Support headless auth using security tokens

As a developer, I want to create daemons/services that can perform unattended authentication in an industry-standard way.

Currently, the lack of headless authentication requires workarounds that diverge from industry best practices.

  • Background

  • Issue

    • Is a nonstandard use of authorization code grant flow.

    • Requires a data store.

    • Violates the principle of least surprise.

    • Is unnecessary for running in a user context.

  • Proposal

    • Enable a truly noninteractive flow like resource owner password credentials, but require users to append security tokens to their passwords in token requests.

    • Salesforce does this for connected apps.
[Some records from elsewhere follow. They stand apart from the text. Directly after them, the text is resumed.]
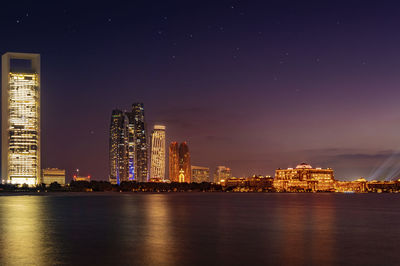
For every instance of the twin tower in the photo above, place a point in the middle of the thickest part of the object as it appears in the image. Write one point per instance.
(129, 147)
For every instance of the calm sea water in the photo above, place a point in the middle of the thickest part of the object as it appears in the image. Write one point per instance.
(200, 229)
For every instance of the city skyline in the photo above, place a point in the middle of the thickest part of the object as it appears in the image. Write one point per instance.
(313, 82)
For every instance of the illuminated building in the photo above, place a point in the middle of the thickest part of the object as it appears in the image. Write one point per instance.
(200, 174)
(181, 176)
(157, 160)
(222, 173)
(174, 162)
(179, 162)
(81, 178)
(140, 171)
(118, 148)
(359, 185)
(304, 177)
(20, 119)
(184, 161)
(51, 175)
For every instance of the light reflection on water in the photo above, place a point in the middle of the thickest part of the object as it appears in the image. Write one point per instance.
(23, 231)
(199, 229)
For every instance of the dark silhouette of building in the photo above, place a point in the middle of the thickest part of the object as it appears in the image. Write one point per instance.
(118, 147)
(174, 162)
(179, 163)
(184, 162)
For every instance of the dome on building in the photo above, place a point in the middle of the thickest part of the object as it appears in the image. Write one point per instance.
(303, 166)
The user generates a security token in their profile settings, then appends it to their password when authenticating in a connected app.

    • PowerShell example

      • Invoke-RestMethod 'https://login.salesforce.com/services/oauth2/token' -Method Post -Body 'grant_type=password&username=<MyUsername>&password=<MyPassword><MySecurityToken>&client_id=<MyClientId>&client_secret=<MyClientSecret>' -ContentType 'application/x-www-form-urlencoded'

  • Guest
  • Oct 6 2020
  • Attach files
  • Steven Cinquegrana commented
    June 16, 2021 17:22

    Just saw this. Any (secure) option that doesn't require manual auth would be a a huge step forward, I think. I have no problem with HTTP Basic Auth either (which is used to obtain initial auth tokens anyway).
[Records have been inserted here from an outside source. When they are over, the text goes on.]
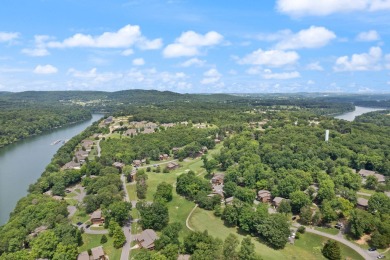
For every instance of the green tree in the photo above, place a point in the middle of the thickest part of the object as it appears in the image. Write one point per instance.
(230, 247)
(331, 250)
(247, 250)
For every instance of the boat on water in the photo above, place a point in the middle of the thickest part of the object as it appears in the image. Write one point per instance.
(56, 142)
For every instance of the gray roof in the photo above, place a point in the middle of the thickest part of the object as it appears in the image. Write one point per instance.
(362, 202)
(83, 256)
(96, 214)
(147, 238)
(97, 252)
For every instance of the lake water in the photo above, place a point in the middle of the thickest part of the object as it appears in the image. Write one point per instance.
(350, 116)
(22, 163)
  • Nathan Wells commented
    June 16, 2021 17:04

    Yes, please! We don't like the idea of our payment processing going down just because there was an error (either in our code, or network down time) when we get a new refresh token. Headless auth would fix this, or something like allowing the previous 5 refresh tokens to be used so we can retry when there is a failure. Currently if there is a failure it requires a manual step to re-authenticate, which causes downtime (meaning payments can't be accepted etc). And that isn't really an acceptable option.